Gabriel avançou pela penumbra, vestindo apenas uma calça de seda escura, os olhos azul-glacial brilhando com uma mistura perigosa de desconfiança e atração animal.
"As orquídeas pareciam... sufocadas, Gabriel", ela respondeu, a voz mansa saindo como um sopro na névoa, enquanto seus dedos tateavam a bancada atrás de si, puxando um vaso rasteiro para camuflar o vão técnico.
"A atmosfera do quarto estava pesada demais depois da varredura de ontem."
Gabriel parou a milímetros do corpo dela, a presença alta encurralando-a contra o concreto da bancada.
Seus olhos desceram pelo decote do vestido vermelho, e a desconfiança profissional começou a ser engolida por uma eletricidade sexual instantânea e agressiva.
"Você não deveria estar fora da cama sem a minha autorização", ele sussurrou, a mão grande subindo pela lateral de sua coxa, apertando o veludo com uma possessividade que fez o ar faltar nos pulmões de Isabella. "Especialmente vestida assim... como um pecado que eu comprei."
"Eu não consigo dormir sabendo que você não confia em mim", ela rebateu, sustentando o olhar dele e enlaçando o pescoço do marido com os braços, puxando-o para baixo enquanto a luz vermelha do LED piscava nas costas de sua saia, refletindo-se nas folhas tropicais. "Mostre-me que eu ainda sou sua, Gabriel."
A provocação e o perigo iminente acentuaram a tensão erótica entre o casal de forma avassaladora. Gabriel soltou uma risada rouca, o ego inflado diante do desafio da esposa, e a possuiu ali mesmo, imprensando-a contra o concreto da bancada entre o aroma da terra e o frescor das folhagens.
O ato foi urgente, violento e claustrofóbico, os corpos movendo-se no ritmo tenso de quem joga uma partida onde a vida é a aposta.
Isabella forçou cada gemido, retribuindo os toques brutos de Gabriel com uma intensidade encenada, mantendo o marido cego e focado apenas no calor de sua pele.
A poucos centímetros de sua nuca, escondido pela vegetação rasteira que ela jogara às pressas, o transmissor continuava online, enviando o primeiro bloco do histórico de fraudes da Vance Enterprises para os servidores externos.

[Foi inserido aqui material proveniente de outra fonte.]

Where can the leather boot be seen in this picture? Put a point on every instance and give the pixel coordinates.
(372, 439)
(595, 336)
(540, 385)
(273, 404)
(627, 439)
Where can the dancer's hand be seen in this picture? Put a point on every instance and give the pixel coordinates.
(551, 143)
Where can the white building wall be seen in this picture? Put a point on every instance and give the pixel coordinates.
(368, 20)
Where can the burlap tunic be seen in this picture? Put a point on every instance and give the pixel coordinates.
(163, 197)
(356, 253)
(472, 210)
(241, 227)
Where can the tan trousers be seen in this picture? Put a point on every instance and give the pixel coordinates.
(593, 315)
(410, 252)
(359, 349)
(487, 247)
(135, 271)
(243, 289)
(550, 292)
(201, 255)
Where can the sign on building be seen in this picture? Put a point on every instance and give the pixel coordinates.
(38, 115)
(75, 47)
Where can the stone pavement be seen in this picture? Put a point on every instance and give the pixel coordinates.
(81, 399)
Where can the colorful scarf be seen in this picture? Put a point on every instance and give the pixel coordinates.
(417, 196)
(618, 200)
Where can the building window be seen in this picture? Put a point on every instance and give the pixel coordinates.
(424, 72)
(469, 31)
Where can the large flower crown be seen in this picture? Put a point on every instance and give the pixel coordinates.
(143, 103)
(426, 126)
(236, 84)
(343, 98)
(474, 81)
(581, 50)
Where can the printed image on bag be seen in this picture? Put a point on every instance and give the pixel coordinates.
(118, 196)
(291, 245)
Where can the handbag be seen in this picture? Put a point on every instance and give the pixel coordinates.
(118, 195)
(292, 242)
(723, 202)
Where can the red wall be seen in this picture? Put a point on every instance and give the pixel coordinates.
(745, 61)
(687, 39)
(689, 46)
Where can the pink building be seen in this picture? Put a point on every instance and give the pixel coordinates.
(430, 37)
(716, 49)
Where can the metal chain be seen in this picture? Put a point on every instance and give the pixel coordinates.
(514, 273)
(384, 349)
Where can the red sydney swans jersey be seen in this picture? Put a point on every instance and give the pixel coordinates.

Quando o esforço físico terminou, Gabriel colou a testa à dela, a respiração acelerada denunciando o esvaziamento de sua energia.
Ele a pegou no colo, os braços firmes sustentando o peso dela enquanto se afastava da bancada.
"Volte para o quarto, Bella", ele ordenou, o tom de voz suave pelo cansaço do ápice. "Não quero encontrar você no escuro de novo."
"Sim, meu amor", ela anuiu com a cabeça baixa, limpando os resquícios de terra de suas mãos diretamente no veludo vermelho enquanto ele a guiava de volta pelo corredor de mármore.
O gancho daquela noite estava selado sob a camuflagem orgânica da estufa. O transmissor via satélite operava sem interrupções, mas o piscar contínuo daquele LED pulsante deixava um aviso claro na mente de Isabella: para manter a fiação intocada pelas rondas de Antony, ela precisaria usar o próprio corpo para manter Gabriel ocupado na suíte master todas as noites, até que o último dominó do império Vance estivesse pronto para cair.